An Heidi Klum kommt niemand vorbei. Selbst wer ihre seit 2006 laufende Erfolgssendung «Germany’s Next Top Model» auf ProSieben noch nie gesehen hat, wurde in den vergangenen Wochen unvermeidlich mit ihr konfrontiert, weil sie zusammen mit ihrer Tochter Leni (19) deutschlandweit auf Werbeplakaten zu sehen war.
Man stand am kühlen Morgen an einer Bushaltestelle, und gleich daneben posierten Mutter und Kind in Unterwäsche. Die Reaktionen fielen – wie meistens bei Klum – diametral unterschiedlich aus.
Fans bejubelten, dass sich da «zwei wunderschöne selbstbewusste Frauen» präsentierten. Die Genderforscherin Stevie Schmiedel dagegen schrieb, es sei schon merkwürdig, wenn eine Mutter gleichsam die eigene Tochter anpreise, nach dem Motto: «Hier, nackt ist sie auch schön!»
Eine andere Botschaft, die man aus dem Plakat herauslesen könnte, ist: «Schaut mal her, ich muss mich nicht hinter meiner Tochter verstecken!» Definitiv sieht man der «Model-Mama» ihr Alter nicht an: Heute wird Heidi Klum 50 Jahre alt.
Beeindruckende Karriere
Andere Größen ihrer Branche sind da längst abgeschrieben, nicht aber sie. Wobei seit vielen Jahren gilt: Die einen lieben sie, die anderen hassen sie. Einer der wenigen Punkte, in dem sich Klum-Kritiker und -Fans einig sind, ist: Die Frau hat Erfolg. Geboren und aufgewachsen in Bergisch Gladbach bei Köln, setzte sie sich schon als 18-Jährige in einem Modelwettbewerb durch, siedelte bald danach in die USA um.
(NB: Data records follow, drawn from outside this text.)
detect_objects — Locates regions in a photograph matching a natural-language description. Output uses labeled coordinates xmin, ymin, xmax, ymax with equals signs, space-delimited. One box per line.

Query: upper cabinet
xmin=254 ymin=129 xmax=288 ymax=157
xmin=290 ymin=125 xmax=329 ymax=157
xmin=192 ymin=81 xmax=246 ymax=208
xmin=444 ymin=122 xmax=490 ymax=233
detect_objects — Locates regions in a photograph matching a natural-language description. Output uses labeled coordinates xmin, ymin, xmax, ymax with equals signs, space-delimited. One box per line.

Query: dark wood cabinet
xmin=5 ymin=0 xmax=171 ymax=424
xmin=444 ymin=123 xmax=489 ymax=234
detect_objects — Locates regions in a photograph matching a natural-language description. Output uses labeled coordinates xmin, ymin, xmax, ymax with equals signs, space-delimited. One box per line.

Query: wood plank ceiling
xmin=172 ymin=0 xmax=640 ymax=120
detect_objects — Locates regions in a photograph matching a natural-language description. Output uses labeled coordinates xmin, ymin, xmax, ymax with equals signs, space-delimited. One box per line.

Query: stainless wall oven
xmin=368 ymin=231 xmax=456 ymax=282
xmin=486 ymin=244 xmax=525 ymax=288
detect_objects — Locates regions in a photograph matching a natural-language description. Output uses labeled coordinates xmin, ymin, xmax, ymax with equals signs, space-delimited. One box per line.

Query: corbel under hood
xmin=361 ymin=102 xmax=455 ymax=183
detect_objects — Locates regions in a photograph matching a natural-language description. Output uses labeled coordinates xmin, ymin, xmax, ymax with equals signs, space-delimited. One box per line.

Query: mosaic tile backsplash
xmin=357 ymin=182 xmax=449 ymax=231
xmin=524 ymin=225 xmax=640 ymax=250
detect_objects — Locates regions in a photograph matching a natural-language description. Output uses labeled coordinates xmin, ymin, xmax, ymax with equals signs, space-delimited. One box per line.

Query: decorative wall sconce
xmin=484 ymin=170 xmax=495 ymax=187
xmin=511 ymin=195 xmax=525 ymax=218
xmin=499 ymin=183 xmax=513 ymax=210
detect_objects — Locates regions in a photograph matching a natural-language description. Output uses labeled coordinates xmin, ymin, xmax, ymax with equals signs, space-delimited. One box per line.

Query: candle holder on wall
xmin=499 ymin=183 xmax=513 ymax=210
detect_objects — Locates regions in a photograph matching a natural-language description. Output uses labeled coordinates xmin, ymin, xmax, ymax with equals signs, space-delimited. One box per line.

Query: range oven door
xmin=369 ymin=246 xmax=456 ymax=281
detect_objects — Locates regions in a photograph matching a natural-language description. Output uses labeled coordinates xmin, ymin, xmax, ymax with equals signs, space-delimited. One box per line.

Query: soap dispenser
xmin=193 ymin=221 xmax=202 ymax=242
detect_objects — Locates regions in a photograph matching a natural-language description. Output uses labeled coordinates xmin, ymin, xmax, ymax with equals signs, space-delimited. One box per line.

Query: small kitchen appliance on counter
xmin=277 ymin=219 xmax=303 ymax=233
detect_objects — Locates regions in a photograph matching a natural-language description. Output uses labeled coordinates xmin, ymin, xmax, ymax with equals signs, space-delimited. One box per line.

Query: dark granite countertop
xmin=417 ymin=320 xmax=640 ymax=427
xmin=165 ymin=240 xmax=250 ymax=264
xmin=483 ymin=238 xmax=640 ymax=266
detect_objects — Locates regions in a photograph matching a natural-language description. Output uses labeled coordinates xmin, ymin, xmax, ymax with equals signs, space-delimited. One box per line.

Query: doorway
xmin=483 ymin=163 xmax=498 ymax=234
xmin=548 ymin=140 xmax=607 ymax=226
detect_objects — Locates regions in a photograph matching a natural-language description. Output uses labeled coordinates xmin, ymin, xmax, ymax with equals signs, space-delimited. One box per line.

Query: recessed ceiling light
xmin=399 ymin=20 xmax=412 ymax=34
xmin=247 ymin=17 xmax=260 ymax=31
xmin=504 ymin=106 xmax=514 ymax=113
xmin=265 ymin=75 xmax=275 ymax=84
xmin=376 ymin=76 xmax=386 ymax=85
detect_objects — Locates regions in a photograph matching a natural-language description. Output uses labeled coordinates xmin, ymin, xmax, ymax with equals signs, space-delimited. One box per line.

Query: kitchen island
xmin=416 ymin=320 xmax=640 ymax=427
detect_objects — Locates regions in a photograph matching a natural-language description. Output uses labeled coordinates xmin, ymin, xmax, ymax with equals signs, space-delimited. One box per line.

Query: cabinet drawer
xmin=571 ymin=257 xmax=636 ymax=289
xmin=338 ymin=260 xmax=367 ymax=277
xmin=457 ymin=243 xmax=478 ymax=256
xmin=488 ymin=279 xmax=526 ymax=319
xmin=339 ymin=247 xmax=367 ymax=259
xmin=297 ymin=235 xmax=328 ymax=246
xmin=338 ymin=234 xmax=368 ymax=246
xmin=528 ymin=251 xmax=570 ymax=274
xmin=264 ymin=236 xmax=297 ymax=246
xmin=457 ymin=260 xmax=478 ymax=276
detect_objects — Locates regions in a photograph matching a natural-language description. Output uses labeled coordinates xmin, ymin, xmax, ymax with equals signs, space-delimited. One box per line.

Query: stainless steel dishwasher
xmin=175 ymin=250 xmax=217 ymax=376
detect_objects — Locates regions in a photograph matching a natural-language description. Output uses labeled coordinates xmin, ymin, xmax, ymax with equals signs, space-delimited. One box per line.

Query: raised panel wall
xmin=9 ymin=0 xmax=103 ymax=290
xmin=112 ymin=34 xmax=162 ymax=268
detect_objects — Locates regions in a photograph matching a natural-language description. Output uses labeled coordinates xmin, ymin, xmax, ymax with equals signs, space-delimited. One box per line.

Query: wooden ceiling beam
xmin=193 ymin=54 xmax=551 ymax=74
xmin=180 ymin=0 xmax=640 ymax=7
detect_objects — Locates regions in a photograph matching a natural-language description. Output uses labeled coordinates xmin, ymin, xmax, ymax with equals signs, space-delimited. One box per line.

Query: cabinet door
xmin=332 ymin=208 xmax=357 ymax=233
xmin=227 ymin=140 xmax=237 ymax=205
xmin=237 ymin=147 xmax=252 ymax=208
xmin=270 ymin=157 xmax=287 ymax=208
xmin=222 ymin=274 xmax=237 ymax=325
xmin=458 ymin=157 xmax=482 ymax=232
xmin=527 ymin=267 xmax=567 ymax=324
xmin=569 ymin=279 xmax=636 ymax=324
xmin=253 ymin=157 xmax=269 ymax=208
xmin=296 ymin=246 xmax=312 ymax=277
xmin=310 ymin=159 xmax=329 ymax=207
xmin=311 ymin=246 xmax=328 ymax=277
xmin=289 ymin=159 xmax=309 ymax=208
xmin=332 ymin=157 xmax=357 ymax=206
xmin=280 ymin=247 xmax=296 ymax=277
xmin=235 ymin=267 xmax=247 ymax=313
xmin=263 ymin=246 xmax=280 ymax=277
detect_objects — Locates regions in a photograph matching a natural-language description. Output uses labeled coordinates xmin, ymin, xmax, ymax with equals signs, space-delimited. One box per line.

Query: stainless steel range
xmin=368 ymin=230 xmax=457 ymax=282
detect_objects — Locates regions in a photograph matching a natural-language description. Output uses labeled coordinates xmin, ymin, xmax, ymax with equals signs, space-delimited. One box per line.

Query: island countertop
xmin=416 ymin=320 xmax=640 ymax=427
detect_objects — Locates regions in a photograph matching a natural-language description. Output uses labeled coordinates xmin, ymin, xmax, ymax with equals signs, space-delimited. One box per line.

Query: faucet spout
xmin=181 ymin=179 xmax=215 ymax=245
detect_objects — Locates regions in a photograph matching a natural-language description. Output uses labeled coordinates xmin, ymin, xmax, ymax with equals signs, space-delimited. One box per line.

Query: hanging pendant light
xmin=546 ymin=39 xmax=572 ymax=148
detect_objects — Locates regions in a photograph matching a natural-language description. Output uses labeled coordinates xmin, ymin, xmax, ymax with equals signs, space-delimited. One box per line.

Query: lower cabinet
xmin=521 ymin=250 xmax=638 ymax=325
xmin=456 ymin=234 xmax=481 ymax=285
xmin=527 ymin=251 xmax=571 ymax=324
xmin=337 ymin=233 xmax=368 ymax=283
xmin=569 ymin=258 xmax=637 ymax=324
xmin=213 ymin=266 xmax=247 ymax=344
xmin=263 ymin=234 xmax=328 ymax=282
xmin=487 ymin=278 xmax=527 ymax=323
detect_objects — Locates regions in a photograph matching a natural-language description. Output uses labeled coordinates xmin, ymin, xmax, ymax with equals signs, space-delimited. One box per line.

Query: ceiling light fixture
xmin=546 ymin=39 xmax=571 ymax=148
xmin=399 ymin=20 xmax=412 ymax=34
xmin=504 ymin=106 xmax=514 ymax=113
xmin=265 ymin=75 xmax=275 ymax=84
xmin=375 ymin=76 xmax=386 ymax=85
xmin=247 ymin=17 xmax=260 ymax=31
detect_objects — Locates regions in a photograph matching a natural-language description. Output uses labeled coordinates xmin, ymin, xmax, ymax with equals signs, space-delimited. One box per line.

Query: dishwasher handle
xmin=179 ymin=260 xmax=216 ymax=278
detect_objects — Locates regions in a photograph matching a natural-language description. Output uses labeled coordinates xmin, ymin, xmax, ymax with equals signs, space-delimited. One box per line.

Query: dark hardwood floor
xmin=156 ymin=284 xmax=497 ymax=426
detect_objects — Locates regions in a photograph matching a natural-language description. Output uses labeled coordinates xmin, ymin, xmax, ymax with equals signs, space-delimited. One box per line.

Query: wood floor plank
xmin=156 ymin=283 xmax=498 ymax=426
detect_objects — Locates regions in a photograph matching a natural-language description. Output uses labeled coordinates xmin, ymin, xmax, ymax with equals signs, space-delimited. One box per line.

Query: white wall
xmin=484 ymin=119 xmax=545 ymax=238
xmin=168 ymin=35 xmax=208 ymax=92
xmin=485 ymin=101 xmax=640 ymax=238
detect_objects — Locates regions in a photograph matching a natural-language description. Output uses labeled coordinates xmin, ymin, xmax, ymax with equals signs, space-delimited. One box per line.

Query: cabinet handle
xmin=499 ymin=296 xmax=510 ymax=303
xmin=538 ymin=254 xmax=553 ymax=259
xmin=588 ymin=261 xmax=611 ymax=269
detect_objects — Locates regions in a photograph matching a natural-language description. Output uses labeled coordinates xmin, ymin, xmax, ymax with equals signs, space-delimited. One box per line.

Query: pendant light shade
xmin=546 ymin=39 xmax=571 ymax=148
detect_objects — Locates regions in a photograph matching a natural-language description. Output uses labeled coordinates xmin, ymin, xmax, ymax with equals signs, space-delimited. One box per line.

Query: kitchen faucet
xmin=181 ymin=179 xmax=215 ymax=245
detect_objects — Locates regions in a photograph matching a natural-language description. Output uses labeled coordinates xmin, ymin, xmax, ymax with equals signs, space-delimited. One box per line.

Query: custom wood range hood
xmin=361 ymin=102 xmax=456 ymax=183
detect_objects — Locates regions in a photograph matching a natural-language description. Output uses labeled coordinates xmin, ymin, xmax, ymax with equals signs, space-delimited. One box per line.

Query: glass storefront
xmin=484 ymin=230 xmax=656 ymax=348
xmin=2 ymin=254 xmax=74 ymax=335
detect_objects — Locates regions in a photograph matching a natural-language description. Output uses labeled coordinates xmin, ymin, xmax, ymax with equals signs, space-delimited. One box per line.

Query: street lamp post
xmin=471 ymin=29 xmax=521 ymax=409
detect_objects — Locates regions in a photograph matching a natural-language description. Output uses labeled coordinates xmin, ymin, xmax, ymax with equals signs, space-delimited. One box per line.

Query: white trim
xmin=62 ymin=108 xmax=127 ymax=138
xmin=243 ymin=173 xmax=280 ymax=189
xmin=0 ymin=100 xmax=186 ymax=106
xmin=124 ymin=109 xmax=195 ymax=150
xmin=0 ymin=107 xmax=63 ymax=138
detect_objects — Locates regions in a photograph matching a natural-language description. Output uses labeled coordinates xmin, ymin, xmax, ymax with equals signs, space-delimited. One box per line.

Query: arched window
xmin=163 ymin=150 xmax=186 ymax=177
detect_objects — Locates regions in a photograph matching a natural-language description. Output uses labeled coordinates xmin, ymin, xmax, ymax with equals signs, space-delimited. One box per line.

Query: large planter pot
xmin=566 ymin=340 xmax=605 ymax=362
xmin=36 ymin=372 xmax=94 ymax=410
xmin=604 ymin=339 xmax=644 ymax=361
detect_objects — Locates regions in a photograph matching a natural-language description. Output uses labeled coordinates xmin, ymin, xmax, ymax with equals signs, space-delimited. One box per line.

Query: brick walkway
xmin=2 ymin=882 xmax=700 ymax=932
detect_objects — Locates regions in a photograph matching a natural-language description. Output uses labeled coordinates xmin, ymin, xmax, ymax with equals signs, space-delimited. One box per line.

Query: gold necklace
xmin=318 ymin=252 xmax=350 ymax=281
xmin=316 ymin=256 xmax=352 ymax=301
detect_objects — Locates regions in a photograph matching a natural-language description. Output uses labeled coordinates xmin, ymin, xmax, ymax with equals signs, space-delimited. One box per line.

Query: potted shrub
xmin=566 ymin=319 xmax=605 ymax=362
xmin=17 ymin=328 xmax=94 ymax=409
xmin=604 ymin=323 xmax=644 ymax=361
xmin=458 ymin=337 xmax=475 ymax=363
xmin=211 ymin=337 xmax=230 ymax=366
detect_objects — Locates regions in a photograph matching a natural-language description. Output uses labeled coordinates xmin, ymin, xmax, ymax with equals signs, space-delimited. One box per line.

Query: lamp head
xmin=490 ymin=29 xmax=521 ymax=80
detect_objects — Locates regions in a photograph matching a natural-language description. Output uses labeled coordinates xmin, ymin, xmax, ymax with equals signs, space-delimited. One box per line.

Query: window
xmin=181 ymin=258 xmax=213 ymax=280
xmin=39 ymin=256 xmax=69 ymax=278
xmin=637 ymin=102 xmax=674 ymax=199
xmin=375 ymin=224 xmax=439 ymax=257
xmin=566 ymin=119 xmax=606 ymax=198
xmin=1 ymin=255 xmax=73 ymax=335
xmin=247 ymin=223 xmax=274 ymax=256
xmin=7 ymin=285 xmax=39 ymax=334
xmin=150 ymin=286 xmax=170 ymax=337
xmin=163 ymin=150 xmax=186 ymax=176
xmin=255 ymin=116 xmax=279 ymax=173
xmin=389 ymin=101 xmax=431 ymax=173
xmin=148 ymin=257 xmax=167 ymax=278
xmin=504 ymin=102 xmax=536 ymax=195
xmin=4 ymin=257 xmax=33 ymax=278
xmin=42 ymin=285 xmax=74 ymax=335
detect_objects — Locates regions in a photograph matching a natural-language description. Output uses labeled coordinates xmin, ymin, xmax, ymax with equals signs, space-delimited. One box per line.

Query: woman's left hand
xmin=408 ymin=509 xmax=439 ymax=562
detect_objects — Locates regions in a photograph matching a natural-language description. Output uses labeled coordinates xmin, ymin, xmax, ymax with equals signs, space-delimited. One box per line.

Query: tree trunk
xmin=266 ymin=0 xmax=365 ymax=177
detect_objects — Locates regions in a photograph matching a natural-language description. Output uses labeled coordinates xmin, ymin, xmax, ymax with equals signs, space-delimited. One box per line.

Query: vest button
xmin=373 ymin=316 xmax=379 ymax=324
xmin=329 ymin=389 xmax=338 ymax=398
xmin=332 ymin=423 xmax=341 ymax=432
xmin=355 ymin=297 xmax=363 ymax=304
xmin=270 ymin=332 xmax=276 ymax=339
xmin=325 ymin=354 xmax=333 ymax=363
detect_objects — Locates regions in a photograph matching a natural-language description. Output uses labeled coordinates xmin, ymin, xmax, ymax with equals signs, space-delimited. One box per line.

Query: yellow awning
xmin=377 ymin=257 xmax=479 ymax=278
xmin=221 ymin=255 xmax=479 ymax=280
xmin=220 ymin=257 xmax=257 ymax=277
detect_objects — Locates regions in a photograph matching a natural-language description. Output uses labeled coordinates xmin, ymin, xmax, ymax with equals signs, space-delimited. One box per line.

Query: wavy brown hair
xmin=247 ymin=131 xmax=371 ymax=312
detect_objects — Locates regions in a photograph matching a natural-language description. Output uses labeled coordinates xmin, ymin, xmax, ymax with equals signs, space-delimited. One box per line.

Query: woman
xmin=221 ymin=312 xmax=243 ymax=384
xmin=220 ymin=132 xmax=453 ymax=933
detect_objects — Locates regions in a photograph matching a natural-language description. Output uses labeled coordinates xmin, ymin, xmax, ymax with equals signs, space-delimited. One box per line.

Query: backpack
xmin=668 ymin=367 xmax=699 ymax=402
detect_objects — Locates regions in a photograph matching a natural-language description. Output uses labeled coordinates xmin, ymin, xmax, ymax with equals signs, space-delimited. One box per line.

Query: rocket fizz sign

Der große Karrieresprung kam durch ein Titelfoto auf der Zeitschrift «Sports Illustrated». Fortan war sie ein international gefragtes Model, das allerdings häufiger im Bikini zu sehen war als in Mode von Gucci oder Dior, in Deutschland etwa als Covermädchen der Männerzeitschrift «GQ» oder weltweit als Star der «Victoria’s Secret»-Unterwäscheschau. Dass sie mehr zu bieten hatte als stumpfe Schönheit, bewies sie mit zahlreichen Auftritten in US-Talkshows.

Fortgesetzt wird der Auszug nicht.